The purpose of this study is to determine whether motor cortex stimulation, a mildly invasive surgical procedure, is safe and effective in advanced stage Parkinsonian patients who display side effects with dopaminergic treatment.

Detailed Description

Advanced stage of Parkinson disease (PD) is a difficult condition to treat, especially after several years of dopaminergic drugs. Recent development of neurosurgical techniques using deep brain stimulation leads has shown good behavioral results in these advanced PD patients. However, the placement of a stimulation lead in the subthalamic nucleus is a complex, invasive, and long surgical procedure.
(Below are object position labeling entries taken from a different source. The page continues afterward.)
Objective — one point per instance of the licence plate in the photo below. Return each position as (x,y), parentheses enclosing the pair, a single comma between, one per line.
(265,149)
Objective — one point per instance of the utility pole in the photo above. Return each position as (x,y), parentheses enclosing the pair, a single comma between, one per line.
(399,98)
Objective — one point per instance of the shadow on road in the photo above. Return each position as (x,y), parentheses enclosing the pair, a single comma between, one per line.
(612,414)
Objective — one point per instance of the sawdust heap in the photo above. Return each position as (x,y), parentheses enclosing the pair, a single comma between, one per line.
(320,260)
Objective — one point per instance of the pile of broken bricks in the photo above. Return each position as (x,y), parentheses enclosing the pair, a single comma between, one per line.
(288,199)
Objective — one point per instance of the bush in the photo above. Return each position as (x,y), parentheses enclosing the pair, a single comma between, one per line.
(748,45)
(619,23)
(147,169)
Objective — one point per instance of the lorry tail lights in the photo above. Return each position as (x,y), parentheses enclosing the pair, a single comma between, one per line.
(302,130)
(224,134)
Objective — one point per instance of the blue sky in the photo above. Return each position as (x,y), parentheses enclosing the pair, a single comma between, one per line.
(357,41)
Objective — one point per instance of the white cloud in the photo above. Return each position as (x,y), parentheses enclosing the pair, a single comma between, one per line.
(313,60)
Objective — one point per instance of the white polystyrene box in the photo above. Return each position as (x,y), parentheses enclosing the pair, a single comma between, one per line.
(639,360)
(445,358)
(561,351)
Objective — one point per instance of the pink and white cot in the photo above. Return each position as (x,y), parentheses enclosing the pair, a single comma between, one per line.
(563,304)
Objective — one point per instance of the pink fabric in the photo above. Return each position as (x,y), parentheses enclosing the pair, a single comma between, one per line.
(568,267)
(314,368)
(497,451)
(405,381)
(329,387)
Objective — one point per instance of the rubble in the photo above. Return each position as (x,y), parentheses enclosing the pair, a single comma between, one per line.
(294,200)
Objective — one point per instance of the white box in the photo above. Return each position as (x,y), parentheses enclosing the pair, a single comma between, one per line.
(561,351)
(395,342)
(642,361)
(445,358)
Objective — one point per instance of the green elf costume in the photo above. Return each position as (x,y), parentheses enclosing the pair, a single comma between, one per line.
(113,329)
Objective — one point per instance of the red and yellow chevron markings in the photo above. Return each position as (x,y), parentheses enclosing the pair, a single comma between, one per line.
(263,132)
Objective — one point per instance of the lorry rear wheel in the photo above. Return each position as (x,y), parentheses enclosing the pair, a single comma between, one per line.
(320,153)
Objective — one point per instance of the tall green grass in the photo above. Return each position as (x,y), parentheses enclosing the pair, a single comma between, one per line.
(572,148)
Such intervention requires a sophisticated technical environment, including a stereotactic magnetic resonance imaging (MRI) exam, associated with per-operative electrophysiological exploration of deep brain structures. This surgical treatment can therefore be indicated only for a few selected patients, and cannot be offered to a large proportion of patients among the potential candidates (estimation of 5000 patients in France). Thus, there is a need to develop therapeutic alternatives that would be technically and practically more convenient, less invasive, and that could be offered to a larger number of patients. Several clinical studies, including one led by our group, have already demonstrated that transcranial magnetic cortical stimulation could improve bradykinesia and shorten motor reaction time in patients with Parkinson disease. The clinical benefit was however moderate, and transient, probably because the stimulating sessions were too short in duration.

A prolonged effect could be obtained with continuous cortical stimulation. Such cortical stimulation has already been developed with good clinical tolerance in our hospital since 1991 for chronic neuropathic pain syndromes. In a non-human primate model of late stage Parkinson disease, we have recently demonstrated that prolonged primary motor cortex stimulation significantly improved both akinesia and bradykinesia.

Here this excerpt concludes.